I can not understand how Posix allows any thread to unlock (post) on a semaphore. Let's consider following example:
// sem1 and sem2 are a Posix semaphore,
// properly initialized for single process use
// at this point, sem2 is locked, sem1 is unlocked
// x and y are global (non-atomic, non-volatile) integer variables
// thread 1 - is executing right now
rc = sem_wait(&sem1); // succeeded, semaphore is 0 now
x = 42;
y = 142;
sem_post(&sem2);
while (true);
// thread 2. waits for sem2 to be unlocked by thread1
sem_wait(&sem2);
sem_post(&sem1);
// thread 3
sem_wait(&sem1); // wakes up when sem1 is unlocked by thread2
#ifdef __cplusplus
std::cout << "x: " << x << ; y: " << y << "\n";
#else
printf("x: %d; y: %d\n", x, y);
#endif
Now, according to everything I've read, this code is 100% kosher for passover.
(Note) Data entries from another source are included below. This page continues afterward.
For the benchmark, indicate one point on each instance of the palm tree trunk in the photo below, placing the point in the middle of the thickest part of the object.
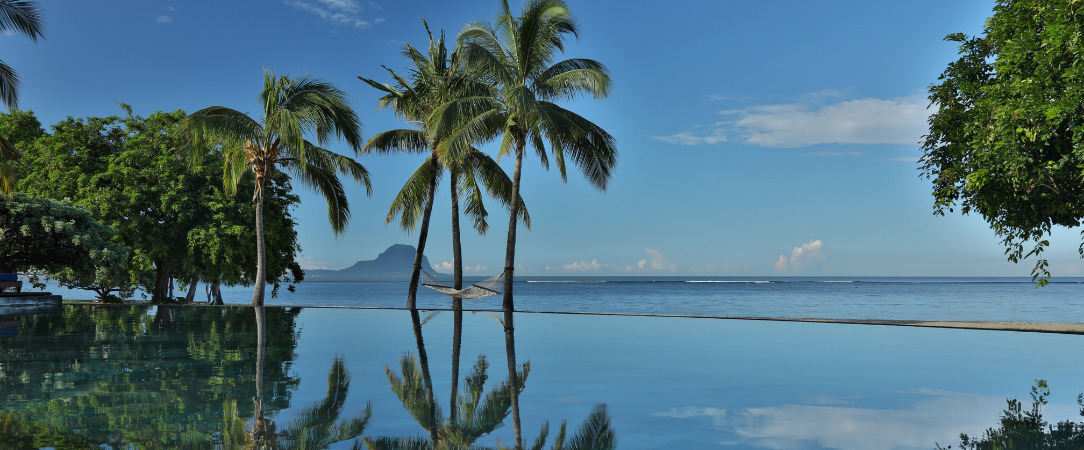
(261, 259)
(163, 267)
(261, 428)
(508, 307)
(424, 361)
(216, 292)
(423, 233)
(456, 301)
(191, 295)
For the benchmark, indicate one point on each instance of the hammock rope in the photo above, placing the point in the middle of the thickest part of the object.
(479, 290)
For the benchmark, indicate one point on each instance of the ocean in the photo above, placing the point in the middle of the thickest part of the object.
(1016, 299)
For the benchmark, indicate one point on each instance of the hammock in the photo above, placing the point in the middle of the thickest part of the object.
(481, 288)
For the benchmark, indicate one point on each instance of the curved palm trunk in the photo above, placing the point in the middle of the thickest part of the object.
(261, 258)
(422, 234)
(261, 426)
(423, 359)
(456, 301)
(508, 307)
(163, 269)
(191, 295)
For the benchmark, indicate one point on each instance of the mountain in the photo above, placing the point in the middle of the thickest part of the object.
(392, 264)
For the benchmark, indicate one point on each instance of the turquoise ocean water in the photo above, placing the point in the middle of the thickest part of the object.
(893, 298)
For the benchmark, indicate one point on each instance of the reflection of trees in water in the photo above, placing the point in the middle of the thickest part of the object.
(1027, 429)
(475, 412)
(137, 376)
(314, 427)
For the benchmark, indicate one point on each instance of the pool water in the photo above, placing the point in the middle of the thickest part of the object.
(141, 376)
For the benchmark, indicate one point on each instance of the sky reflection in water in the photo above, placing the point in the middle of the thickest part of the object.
(668, 382)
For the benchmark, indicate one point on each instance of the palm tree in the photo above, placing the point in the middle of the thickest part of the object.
(24, 17)
(315, 427)
(518, 56)
(436, 77)
(293, 107)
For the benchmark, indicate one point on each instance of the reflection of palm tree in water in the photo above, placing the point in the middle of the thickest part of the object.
(317, 426)
(474, 412)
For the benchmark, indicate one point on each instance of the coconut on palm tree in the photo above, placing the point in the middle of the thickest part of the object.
(24, 17)
(437, 77)
(293, 106)
(518, 55)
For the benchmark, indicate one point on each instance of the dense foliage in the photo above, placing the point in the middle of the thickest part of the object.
(1027, 429)
(130, 174)
(1007, 140)
(275, 145)
(63, 241)
(140, 376)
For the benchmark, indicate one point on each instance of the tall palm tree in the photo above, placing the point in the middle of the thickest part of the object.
(518, 55)
(293, 107)
(20, 16)
(436, 77)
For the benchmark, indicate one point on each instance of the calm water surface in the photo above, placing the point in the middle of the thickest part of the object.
(176, 376)
(967, 299)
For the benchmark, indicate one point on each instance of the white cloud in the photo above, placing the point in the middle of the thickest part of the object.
(715, 137)
(813, 121)
(337, 12)
(869, 120)
(583, 267)
(831, 154)
(781, 265)
(801, 257)
(449, 266)
(167, 17)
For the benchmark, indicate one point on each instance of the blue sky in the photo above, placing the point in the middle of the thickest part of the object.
(756, 138)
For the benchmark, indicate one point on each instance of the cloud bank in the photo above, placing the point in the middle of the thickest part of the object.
(867, 120)
(802, 257)
(338, 12)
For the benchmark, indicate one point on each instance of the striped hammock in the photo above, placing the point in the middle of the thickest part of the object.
(479, 290)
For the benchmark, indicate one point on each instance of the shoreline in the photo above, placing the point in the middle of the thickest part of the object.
(1060, 328)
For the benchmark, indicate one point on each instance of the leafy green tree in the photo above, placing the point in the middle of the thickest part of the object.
(16, 130)
(63, 241)
(293, 107)
(1007, 136)
(1026, 428)
(222, 252)
(185, 226)
(518, 55)
(436, 77)
(25, 17)
(140, 376)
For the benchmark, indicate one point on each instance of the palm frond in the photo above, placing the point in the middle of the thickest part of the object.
(497, 182)
(569, 78)
(410, 203)
(23, 16)
(9, 86)
(589, 145)
(398, 141)
(297, 105)
(320, 171)
(410, 388)
(595, 433)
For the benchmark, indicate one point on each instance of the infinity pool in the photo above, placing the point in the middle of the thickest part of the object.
(139, 376)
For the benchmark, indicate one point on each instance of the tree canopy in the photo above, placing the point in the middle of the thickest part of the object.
(63, 240)
(178, 221)
(1007, 138)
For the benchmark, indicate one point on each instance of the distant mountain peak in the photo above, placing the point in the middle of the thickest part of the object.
(397, 261)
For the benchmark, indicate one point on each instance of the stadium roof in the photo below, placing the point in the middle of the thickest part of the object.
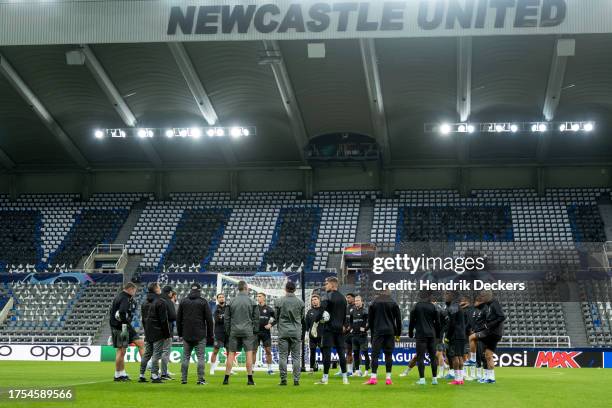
(385, 88)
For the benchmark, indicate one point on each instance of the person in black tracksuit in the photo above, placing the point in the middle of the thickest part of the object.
(333, 316)
(359, 335)
(219, 332)
(194, 324)
(314, 342)
(169, 297)
(157, 328)
(122, 332)
(385, 323)
(493, 331)
(425, 325)
(480, 311)
(455, 335)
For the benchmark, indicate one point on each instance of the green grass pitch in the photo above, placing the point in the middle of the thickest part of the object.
(516, 387)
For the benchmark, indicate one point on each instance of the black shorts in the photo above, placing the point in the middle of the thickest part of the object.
(118, 342)
(386, 342)
(490, 342)
(237, 343)
(456, 348)
(313, 343)
(360, 342)
(330, 340)
(265, 339)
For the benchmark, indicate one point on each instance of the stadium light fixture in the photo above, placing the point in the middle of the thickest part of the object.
(195, 133)
(445, 128)
(235, 132)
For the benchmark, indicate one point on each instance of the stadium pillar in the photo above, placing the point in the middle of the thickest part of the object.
(13, 186)
(463, 182)
(234, 185)
(87, 185)
(308, 184)
(160, 186)
(386, 182)
(540, 183)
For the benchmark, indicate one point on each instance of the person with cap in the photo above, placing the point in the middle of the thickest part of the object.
(168, 295)
(194, 324)
(241, 322)
(155, 322)
(290, 319)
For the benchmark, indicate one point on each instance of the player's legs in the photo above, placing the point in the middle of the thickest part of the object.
(187, 349)
(421, 349)
(339, 340)
(431, 350)
(148, 353)
(201, 355)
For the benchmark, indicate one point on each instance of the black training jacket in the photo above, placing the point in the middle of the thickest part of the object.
(194, 321)
(424, 321)
(494, 319)
(336, 306)
(384, 317)
(456, 322)
(121, 310)
(218, 317)
(358, 321)
(155, 318)
(171, 309)
(265, 313)
(312, 316)
(480, 315)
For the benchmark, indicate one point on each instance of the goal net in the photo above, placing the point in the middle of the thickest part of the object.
(272, 284)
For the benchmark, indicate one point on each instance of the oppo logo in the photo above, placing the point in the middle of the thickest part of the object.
(6, 351)
(59, 352)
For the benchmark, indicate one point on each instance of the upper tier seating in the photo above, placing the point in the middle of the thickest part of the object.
(19, 238)
(293, 241)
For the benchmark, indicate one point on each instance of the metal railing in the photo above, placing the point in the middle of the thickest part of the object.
(106, 249)
(34, 339)
(536, 341)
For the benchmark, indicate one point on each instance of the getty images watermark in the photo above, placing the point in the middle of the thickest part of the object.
(458, 265)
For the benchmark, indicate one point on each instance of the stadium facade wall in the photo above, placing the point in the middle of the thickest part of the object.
(294, 179)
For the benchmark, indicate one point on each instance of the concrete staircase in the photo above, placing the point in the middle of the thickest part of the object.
(574, 321)
(130, 223)
(365, 220)
(605, 210)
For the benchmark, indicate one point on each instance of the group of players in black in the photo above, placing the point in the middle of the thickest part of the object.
(455, 334)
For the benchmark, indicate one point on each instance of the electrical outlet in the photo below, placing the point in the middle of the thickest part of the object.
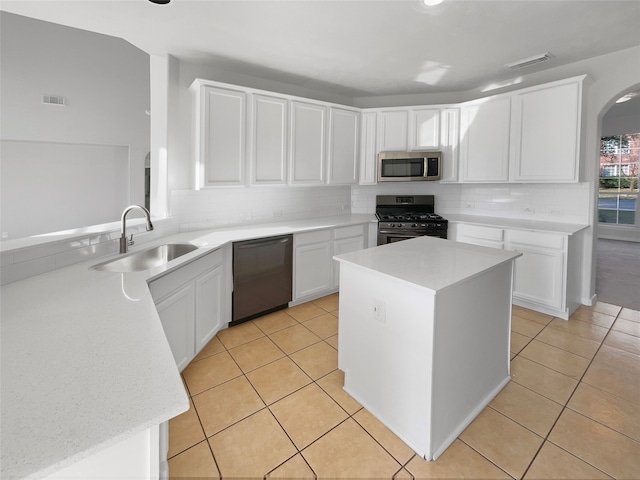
(379, 311)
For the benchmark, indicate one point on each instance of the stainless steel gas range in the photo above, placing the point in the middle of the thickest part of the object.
(401, 217)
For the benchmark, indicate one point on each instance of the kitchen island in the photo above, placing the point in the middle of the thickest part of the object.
(424, 332)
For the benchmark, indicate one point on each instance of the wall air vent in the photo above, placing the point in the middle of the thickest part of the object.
(53, 100)
(526, 62)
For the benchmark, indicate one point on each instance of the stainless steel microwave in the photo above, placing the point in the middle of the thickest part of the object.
(408, 166)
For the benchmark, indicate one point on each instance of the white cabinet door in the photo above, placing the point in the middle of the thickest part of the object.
(269, 140)
(449, 140)
(393, 129)
(425, 129)
(343, 146)
(547, 133)
(308, 136)
(484, 144)
(222, 132)
(368, 149)
(344, 245)
(209, 306)
(177, 315)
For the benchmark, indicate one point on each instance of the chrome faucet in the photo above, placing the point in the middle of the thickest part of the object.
(124, 243)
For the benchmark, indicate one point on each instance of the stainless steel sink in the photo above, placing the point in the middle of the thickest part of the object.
(146, 259)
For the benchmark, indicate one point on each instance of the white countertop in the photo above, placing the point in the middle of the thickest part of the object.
(518, 223)
(429, 262)
(85, 362)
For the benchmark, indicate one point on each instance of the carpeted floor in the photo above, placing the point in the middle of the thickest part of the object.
(618, 273)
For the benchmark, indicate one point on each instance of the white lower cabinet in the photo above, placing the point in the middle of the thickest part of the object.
(540, 271)
(191, 303)
(315, 273)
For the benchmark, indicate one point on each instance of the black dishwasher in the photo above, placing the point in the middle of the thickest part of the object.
(261, 276)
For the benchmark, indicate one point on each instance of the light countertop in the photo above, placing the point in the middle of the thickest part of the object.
(429, 262)
(518, 223)
(85, 362)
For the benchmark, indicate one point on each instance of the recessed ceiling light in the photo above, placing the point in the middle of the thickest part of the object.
(627, 97)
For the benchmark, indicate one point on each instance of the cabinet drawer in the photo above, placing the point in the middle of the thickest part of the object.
(166, 284)
(484, 233)
(313, 237)
(536, 239)
(346, 232)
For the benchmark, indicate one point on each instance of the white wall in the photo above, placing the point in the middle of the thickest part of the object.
(105, 81)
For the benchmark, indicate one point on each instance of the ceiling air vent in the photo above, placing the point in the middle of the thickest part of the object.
(53, 100)
(526, 62)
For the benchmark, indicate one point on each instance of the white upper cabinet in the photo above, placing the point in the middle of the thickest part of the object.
(343, 146)
(220, 136)
(368, 148)
(308, 137)
(484, 140)
(425, 129)
(269, 140)
(546, 132)
(393, 130)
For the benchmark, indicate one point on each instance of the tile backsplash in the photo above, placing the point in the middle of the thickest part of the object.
(548, 202)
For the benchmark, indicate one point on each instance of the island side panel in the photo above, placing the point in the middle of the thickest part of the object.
(471, 351)
(387, 361)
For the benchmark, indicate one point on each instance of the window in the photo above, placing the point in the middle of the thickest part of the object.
(618, 192)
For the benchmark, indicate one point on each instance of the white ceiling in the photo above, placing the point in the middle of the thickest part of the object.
(359, 48)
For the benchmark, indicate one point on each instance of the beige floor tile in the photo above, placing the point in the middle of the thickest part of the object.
(214, 346)
(294, 338)
(278, 379)
(226, 404)
(348, 451)
(274, 321)
(385, 437)
(507, 444)
(545, 381)
(580, 329)
(571, 343)
(305, 311)
(627, 326)
(324, 326)
(255, 354)
(541, 318)
(333, 341)
(553, 463)
(607, 308)
(613, 380)
(594, 317)
(616, 358)
(209, 372)
(614, 412)
(525, 327)
(623, 341)
(528, 408)
(458, 461)
(294, 468)
(252, 447)
(197, 462)
(600, 446)
(555, 358)
(330, 303)
(332, 384)
(316, 360)
(402, 475)
(518, 342)
(307, 414)
(630, 314)
(239, 334)
(184, 431)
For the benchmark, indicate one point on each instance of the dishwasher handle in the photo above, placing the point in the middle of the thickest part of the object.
(263, 242)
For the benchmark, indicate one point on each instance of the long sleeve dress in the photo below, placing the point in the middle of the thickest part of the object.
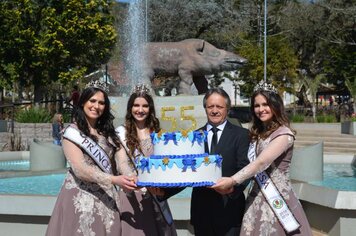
(87, 203)
(274, 156)
(140, 214)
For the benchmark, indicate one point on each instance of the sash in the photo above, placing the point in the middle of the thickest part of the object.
(90, 147)
(162, 205)
(273, 197)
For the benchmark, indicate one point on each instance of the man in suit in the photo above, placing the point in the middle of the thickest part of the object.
(220, 213)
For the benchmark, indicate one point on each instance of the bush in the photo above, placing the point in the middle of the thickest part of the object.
(297, 118)
(326, 118)
(33, 115)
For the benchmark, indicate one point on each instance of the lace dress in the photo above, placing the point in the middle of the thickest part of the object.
(140, 215)
(274, 156)
(87, 203)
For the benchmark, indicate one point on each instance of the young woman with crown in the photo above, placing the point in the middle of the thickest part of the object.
(88, 203)
(272, 208)
(141, 213)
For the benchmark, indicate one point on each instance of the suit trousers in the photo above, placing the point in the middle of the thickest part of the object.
(210, 230)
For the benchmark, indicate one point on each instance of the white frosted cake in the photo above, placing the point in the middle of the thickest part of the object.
(179, 160)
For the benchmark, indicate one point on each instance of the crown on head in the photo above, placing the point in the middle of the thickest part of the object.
(98, 84)
(264, 86)
(140, 89)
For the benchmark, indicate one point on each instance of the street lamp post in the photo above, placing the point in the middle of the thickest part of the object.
(265, 44)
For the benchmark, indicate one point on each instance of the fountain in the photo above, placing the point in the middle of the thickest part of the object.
(185, 112)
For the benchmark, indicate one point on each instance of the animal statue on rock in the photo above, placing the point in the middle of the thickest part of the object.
(191, 60)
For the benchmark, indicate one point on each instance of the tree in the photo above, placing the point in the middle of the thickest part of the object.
(312, 85)
(351, 86)
(45, 41)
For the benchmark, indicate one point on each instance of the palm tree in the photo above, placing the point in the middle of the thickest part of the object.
(312, 85)
(351, 86)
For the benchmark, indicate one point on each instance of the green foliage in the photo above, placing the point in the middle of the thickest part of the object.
(45, 41)
(66, 117)
(282, 64)
(326, 118)
(297, 118)
(33, 115)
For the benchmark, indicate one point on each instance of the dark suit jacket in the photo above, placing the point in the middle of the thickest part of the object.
(208, 206)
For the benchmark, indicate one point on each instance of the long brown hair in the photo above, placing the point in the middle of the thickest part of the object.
(275, 102)
(151, 121)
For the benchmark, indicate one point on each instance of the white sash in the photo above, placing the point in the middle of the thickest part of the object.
(91, 148)
(273, 197)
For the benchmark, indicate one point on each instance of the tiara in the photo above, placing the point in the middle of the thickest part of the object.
(98, 84)
(140, 89)
(264, 86)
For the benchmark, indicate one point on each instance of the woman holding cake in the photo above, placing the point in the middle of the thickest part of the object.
(88, 202)
(140, 211)
(272, 206)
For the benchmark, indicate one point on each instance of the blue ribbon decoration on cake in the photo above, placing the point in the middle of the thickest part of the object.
(154, 137)
(170, 136)
(144, 164)
(218, 160)
(189, 162)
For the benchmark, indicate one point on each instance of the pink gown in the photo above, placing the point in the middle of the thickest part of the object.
(87, 203)
(140, 215)
(259, 219)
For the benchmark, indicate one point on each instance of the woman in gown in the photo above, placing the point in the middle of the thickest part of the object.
(140, 213)
(88, 201)
(274, 139)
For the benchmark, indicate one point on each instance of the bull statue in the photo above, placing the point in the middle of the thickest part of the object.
(191, 59)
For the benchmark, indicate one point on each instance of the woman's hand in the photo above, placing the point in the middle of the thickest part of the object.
(128, 183)
(156, 191)
(224, 185)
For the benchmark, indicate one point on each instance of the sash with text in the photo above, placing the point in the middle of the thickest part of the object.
(273, 197)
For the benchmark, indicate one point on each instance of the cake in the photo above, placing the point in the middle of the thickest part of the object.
(179, 160)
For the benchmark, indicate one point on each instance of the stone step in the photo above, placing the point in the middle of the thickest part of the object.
(327, 144)
(326, 139)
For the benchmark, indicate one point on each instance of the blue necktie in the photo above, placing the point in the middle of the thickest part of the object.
(214, 140)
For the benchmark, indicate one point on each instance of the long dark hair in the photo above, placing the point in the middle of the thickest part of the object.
(104, 124)
(275, 102)
(151, 121)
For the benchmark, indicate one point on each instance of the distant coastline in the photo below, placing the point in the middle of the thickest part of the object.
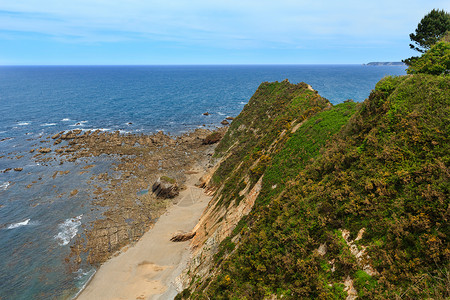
(388, 63)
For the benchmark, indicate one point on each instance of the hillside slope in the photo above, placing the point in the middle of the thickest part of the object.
(338, 203)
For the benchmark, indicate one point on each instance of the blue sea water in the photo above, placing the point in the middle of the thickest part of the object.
(38, 223)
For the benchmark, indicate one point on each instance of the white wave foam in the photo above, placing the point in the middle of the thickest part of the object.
(18, 224)
(68, 230)
(4, 185)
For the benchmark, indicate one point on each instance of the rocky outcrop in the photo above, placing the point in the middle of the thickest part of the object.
(165, 187)
(182, 237)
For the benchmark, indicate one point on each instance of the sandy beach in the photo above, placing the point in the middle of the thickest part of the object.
(148, 269)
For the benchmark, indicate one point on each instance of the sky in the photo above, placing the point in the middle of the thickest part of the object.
(174, 32)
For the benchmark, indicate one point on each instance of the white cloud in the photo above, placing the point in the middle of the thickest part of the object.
(226, 24)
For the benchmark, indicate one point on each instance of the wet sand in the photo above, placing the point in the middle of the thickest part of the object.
(148, 269)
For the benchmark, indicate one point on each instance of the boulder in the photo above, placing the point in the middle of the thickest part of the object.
(182, 237)
(165, 187)
(212, 138)
(45, 150)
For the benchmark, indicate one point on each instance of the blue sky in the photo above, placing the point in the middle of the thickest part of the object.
(104, 32)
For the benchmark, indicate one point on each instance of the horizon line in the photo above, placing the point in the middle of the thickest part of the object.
(218, 64)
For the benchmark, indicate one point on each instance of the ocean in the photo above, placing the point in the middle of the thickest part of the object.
(38, 218)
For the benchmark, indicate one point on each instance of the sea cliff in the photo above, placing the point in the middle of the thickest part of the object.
(313, 200)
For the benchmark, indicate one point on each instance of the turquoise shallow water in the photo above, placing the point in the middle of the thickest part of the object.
(36, 226)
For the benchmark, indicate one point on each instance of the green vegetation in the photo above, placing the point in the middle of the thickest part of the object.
(256, 134)
(430, 30)
(436, 61)
(351, 194)
(434, 27)
(382, 165)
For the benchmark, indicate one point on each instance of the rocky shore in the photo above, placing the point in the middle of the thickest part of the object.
(124, 194)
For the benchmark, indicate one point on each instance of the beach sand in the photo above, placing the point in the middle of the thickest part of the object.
(148, 269)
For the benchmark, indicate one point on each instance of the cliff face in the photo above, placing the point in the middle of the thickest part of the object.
(313, 200)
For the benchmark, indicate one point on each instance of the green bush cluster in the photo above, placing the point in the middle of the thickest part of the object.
(382, 165)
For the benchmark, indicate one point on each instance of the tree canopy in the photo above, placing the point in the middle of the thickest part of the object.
(435, 61)
(430, 30)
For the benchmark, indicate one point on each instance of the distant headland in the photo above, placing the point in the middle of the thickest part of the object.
(389, 63)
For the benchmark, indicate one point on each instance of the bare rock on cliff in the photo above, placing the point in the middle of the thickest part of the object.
(182, 237)
(212, 138)
(165, 187)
In thread 3, we are guaranteed to see x
as 42, y
as 142. We are proteced from any race.
But this is what I can't understand. All those threads can potentially be executed on 3 different cores. And if the chip doesn't have internally strong memory ordering (ARM, PowerPC) or writes are not-atomic (x86 for unaligned data) how can thread2 on Core2 possibly request Core1 (busy with thread1) to properly release the data / complete writes / etc? As far as I know, there are no such commands!
What I am missing here?
EDIT. Please note, suggested duplicate doesn't answer my question. It reiterates my statement, but doesn't explain how the effect can possibly be achieved. In particular, it doesn't explain how Core2 can put memory barrier on data inside Core1's cache.